Once you find yourself in a conflicted situation with someone else, it is important to reduce the emotional charge from the situation so that you and the other person can deal with your differences on a rational level in resolving the conflict.
The Defusing Technique: The other person might be angry and may come to the situation armed with a number of arguments describing how you are to blame for his or her unhappiness. Your goal is to address the other’s anger – and you do this by simply agreeing with the person. When you find some truth in the other point of view, it is difficult for the other person to maintain anger. For example, “I know that I said I would call you last night. You are absolutely right. I wish I could be more responsible sometimes.”
The accusation might be completely unreasonable from your viewpoint, but there is always some truth in what the other person says. At the very least, we need to acknowledge that individuals have different ways of seeing things. This does not mean that we have to compromise our own basic principles. We simply validate the other’s stance so that we can move on to a healthier resolution of the conflict. This may be hard to do in a volatile situation, but a sign of individual strength and integrity is the ability to postpone our immediate reactions in order to achieve positive goals. Sometimes we have to “lose” in order, ultimately, to “win.”

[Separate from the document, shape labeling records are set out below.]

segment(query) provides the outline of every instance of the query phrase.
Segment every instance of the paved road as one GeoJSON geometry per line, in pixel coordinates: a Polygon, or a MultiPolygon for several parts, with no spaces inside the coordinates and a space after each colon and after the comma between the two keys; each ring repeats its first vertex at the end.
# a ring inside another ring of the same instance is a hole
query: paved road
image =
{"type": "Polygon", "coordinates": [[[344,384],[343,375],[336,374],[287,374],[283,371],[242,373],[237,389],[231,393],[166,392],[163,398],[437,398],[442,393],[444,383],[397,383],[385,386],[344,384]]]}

Empathy: Try to put yourself into the shoes of the other person. See the world through their eyes. Empathy is an important listening technique which gives the other feedback that he or she is being heard. There are two forms of empathy. Thought Empathy gives the message that you understand what the other is trying to say. You can do this in conversation by paraphrasing the words of the other person. For example, “I understand you to say that your trust in me has been broken.” Feeling Empathy is your acknowledgment of how the other person probably feels. It is important never to attribute emotions which may not exist for the other person (such as, “You’re confused with all your emotional upheaval right now”), but rather to indicate your perception of how the person must be feeling. For example, “I guess you probably feel pretty mad at me right now.”
Exploration: Ask gentle, probing questions about what the other person is thinking and feeling. Encourage the other to talk fully about what is on his or her mind. For example, “Are there any other thoughts that you need to share with me?”
Using “I” Statements: Take responsibility for your own thoughts rather than attributing motives to the other person. This decreases the chance that the other person will become defensive. For example, “I feel pretty upset that this thing has come between us.” This statement is much more effective than saying, “You have made me feel very upset.”
Stroking: Find positive things to say about the other person, even if the other is angry with you. Show a respectful attitude. For example, “I genuinely respect you for having the courage to bring this problem to me. I admire your strength and your caring attitude.”